Vosoritide's Hypochondroplasia Triumph: Expanding the Growth Disorder Franchise

The recent Phase 3 success of BioMarin's Voxzogo (vosoritide) in hypochondroplasia (HCH) represents a pivotal moment for patients and the broader rare disease landscape. Building on its established efficacy in achondroplasia, this positive readout for HCH underscores the profound potential of targeting the fibroblast growth factor receptor 3 (FGFR3) pathway. Vosoritide, a C-type natriuretic peptide analog, effectively counteracts the overactive FGFR3 signaling that impairs endochondral bone growth in these conditions. The observed 2.33 cm/year increase in annualized growth velocity in HCH is not merely a statistical win; it signifies a tangible improvement for children living with a condition for which no approved pharmacological treatments currently exist.

This development carries significant strategic implications. For BioMarin, it solidifies Voxzogo's position as a leading therapy for FGFR3-related skeletal dysplasias, paving the way for a crucial label expansion. This not only diversifies the drug's market but also reinforces the company's expertise and leadership in rare disease therapeutics, especially after recent pipeline setbacks. Furthermore, the success in HCH could catalyze increased diagnostic awareness and efforts for rare skeletal dysplasias, potentially expanding the identified patient population eligible for treatment.
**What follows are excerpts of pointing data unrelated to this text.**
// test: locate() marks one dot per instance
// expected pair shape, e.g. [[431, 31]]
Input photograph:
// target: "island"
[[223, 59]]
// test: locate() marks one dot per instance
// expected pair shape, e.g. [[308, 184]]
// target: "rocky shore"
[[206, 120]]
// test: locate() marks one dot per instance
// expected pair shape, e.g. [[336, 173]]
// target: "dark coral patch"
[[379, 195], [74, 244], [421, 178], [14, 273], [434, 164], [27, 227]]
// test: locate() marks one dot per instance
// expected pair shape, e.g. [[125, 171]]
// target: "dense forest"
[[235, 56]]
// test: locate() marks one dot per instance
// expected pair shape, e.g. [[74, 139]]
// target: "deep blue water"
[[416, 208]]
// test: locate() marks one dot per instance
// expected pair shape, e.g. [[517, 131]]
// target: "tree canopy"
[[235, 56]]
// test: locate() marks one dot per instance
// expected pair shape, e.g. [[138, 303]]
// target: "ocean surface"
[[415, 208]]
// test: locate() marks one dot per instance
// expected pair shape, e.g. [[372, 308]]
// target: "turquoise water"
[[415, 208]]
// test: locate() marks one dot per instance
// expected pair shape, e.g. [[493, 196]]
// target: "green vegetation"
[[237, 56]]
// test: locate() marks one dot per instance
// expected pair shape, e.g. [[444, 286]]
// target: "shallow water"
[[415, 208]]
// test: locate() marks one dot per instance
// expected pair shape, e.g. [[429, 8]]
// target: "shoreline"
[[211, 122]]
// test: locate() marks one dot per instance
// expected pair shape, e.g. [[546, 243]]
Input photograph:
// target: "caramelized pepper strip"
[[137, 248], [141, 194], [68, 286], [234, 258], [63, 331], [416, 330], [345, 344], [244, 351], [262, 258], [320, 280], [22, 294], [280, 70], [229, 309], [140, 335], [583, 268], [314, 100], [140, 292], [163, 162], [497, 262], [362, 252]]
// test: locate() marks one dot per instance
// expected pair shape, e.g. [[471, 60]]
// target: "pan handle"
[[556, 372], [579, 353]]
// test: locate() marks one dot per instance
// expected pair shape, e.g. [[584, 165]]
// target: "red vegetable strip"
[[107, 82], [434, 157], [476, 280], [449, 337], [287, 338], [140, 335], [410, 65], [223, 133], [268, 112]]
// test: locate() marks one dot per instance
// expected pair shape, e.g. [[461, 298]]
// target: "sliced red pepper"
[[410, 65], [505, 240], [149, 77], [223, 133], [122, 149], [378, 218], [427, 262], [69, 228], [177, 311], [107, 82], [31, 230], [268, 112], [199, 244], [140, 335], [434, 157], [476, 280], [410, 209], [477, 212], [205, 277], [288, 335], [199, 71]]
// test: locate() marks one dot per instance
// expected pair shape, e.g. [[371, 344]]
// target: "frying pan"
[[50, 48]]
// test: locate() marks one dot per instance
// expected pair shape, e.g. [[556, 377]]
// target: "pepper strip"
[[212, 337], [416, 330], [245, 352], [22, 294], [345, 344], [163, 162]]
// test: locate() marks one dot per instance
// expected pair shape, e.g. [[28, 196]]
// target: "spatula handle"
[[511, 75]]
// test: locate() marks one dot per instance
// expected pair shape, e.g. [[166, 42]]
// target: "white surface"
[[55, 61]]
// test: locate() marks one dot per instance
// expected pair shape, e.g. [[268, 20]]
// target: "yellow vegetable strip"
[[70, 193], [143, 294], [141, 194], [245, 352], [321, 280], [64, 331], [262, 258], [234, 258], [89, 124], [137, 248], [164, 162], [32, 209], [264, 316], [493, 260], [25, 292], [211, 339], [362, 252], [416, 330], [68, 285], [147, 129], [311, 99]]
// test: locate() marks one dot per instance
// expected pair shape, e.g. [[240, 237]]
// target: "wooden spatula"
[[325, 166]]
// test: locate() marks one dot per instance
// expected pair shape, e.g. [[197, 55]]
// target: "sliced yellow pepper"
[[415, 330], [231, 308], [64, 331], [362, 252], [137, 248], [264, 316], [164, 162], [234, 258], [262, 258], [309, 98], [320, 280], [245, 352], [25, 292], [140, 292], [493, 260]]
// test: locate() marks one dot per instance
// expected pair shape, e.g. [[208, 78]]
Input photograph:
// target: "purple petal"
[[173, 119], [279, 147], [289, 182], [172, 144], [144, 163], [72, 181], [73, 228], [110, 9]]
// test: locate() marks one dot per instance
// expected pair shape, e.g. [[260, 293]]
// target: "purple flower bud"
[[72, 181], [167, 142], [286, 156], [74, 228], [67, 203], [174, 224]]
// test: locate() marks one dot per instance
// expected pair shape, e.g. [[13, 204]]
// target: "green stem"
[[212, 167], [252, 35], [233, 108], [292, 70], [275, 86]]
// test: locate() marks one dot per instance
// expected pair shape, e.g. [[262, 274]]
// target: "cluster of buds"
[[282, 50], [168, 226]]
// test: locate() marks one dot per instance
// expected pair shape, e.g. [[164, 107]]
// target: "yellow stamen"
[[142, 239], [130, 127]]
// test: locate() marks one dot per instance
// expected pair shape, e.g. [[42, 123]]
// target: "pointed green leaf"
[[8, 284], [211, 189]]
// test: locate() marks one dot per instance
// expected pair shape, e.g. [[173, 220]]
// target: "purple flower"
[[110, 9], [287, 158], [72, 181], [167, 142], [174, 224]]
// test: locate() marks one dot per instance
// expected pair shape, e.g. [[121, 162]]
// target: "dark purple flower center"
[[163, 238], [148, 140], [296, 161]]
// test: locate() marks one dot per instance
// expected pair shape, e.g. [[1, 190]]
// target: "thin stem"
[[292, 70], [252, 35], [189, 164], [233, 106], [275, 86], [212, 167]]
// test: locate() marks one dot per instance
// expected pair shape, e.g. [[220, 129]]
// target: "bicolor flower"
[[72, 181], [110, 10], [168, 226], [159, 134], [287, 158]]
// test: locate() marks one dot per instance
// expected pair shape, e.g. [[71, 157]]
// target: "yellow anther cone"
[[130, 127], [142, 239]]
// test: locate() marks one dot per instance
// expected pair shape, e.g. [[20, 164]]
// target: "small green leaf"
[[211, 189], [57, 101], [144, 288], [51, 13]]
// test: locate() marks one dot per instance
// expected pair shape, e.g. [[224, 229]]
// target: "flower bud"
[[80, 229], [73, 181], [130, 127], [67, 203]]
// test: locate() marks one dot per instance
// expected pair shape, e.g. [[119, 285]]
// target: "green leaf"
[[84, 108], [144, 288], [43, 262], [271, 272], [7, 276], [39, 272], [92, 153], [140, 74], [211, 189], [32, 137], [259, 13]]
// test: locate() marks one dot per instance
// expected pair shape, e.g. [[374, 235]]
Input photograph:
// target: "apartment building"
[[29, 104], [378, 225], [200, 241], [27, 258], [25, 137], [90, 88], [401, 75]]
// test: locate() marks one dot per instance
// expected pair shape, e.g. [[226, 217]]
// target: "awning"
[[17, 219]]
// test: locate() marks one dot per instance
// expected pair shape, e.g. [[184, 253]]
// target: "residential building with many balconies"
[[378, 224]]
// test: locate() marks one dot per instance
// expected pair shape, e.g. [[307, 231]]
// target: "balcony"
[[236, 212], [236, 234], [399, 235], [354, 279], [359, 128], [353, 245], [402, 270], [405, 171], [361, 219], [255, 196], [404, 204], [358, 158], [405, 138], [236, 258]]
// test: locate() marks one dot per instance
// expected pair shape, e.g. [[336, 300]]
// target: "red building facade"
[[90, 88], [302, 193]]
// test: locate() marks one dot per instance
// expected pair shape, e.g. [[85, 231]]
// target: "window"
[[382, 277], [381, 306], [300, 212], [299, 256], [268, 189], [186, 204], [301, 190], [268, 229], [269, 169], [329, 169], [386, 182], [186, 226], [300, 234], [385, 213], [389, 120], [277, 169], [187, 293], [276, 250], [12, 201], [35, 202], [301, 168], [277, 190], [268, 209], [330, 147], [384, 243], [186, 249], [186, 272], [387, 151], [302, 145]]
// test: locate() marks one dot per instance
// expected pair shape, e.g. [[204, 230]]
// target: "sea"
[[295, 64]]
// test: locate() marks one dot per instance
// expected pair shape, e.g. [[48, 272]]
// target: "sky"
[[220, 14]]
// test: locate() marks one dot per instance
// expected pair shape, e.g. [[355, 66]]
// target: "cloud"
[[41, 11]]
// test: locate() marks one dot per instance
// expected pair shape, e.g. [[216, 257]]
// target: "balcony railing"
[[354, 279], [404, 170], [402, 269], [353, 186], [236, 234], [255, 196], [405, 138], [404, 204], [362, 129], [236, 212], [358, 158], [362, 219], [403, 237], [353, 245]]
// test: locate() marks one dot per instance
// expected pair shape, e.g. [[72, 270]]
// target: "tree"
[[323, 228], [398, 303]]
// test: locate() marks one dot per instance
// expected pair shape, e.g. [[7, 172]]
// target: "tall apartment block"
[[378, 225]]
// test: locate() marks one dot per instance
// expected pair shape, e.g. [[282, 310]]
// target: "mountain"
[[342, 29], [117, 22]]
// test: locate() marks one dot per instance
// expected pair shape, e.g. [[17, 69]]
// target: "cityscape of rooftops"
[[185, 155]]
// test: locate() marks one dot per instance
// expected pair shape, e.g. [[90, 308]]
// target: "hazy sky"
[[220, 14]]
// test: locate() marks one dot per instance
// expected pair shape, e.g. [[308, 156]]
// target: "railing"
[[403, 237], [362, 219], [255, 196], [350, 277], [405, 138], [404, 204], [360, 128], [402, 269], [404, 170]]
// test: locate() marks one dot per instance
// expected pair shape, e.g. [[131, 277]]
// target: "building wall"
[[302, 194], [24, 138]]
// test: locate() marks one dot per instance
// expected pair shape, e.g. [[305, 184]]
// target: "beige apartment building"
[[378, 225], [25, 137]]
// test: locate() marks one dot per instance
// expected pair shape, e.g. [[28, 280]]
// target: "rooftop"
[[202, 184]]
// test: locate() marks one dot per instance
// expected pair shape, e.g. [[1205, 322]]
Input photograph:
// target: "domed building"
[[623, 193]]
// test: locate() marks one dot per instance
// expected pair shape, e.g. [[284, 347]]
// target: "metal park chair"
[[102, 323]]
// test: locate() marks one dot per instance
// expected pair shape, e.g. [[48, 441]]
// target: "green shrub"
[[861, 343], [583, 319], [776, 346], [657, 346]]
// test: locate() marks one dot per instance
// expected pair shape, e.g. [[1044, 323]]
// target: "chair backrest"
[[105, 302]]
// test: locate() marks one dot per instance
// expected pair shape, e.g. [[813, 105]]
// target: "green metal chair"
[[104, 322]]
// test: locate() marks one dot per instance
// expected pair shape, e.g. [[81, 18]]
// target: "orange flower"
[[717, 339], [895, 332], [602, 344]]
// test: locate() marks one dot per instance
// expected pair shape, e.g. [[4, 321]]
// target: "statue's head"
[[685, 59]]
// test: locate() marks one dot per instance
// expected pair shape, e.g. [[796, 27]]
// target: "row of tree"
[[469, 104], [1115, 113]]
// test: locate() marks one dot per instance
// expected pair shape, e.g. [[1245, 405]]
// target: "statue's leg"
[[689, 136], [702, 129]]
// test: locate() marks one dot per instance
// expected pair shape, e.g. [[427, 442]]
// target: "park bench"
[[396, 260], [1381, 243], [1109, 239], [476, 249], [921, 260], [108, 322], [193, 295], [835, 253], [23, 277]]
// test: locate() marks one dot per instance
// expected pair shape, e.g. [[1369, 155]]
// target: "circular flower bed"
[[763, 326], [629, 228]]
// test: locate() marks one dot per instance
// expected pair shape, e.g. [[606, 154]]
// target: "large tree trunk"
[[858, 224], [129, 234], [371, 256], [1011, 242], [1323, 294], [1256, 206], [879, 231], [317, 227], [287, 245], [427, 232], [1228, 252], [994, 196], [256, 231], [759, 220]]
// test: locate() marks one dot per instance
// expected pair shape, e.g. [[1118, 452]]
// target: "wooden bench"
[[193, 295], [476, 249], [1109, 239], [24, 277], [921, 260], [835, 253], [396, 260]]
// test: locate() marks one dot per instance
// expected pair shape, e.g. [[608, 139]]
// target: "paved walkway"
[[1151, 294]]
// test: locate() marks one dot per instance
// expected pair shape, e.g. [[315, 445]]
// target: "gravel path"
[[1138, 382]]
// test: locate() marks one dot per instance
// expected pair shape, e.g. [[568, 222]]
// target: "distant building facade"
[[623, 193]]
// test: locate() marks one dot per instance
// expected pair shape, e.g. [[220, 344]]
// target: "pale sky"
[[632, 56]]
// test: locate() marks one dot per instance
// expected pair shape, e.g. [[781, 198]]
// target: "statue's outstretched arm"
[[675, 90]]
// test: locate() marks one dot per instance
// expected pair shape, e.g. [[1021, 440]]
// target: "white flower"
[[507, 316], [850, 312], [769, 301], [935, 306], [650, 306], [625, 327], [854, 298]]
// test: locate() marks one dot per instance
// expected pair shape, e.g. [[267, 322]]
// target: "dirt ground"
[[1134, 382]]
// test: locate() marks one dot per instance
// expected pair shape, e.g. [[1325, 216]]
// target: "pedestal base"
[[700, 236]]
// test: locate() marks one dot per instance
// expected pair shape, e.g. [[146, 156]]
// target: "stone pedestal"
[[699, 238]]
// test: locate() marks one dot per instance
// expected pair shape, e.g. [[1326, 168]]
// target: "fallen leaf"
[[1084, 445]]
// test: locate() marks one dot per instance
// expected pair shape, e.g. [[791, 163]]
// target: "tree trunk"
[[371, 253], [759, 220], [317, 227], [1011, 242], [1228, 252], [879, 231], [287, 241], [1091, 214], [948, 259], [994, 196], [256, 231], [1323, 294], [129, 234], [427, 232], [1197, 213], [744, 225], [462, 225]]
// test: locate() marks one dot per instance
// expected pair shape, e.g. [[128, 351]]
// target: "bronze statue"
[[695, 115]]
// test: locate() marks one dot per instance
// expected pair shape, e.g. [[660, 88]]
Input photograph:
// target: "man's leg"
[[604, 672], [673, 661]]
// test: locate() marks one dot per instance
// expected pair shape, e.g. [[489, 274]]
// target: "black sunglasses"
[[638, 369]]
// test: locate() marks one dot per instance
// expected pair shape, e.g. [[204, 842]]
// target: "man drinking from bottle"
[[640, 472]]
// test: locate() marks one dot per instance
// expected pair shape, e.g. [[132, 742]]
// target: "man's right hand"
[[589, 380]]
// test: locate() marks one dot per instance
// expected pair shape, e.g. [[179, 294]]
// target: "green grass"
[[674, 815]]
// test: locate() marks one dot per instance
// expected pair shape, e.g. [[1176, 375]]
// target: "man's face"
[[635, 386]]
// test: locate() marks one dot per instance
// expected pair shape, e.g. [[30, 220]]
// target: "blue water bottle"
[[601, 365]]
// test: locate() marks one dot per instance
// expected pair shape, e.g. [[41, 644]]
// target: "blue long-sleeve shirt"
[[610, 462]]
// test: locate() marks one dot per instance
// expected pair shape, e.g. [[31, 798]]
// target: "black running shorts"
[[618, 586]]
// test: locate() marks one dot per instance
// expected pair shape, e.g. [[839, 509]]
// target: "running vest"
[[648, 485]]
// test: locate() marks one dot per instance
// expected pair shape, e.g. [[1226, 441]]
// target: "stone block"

However, several considerations warrant attention. While the short-term safety profile of vosoritide has been reassuring, primarily involving mild injection site reactions, the long-term impact on final adult height, the full spectrum of skeletal deformities, and overall quality of life in HCH patients remains an area for continued investigation. The competitive landscape is also evolving, with other investigational therapies for achondroplasia, such as FGFR1-3 inhibitors, progressing through clinical development. These emerging alternatives could introduce future market dynamics. Moreover, while generally well-tolerated, studies exploring vosoritide in other MAPK pathway disorders have highlighted the need for careful monitoring for specific adverse events like slipped capital femoral epiphyses and genu valgum, should its application broaden further. Ultimately, this HCH data marks a significant step forward in precision medicine for growth disorders, offering new hope while emphasizing the ongoing need for comprehensive, long-term data to fully understand its transformative potential.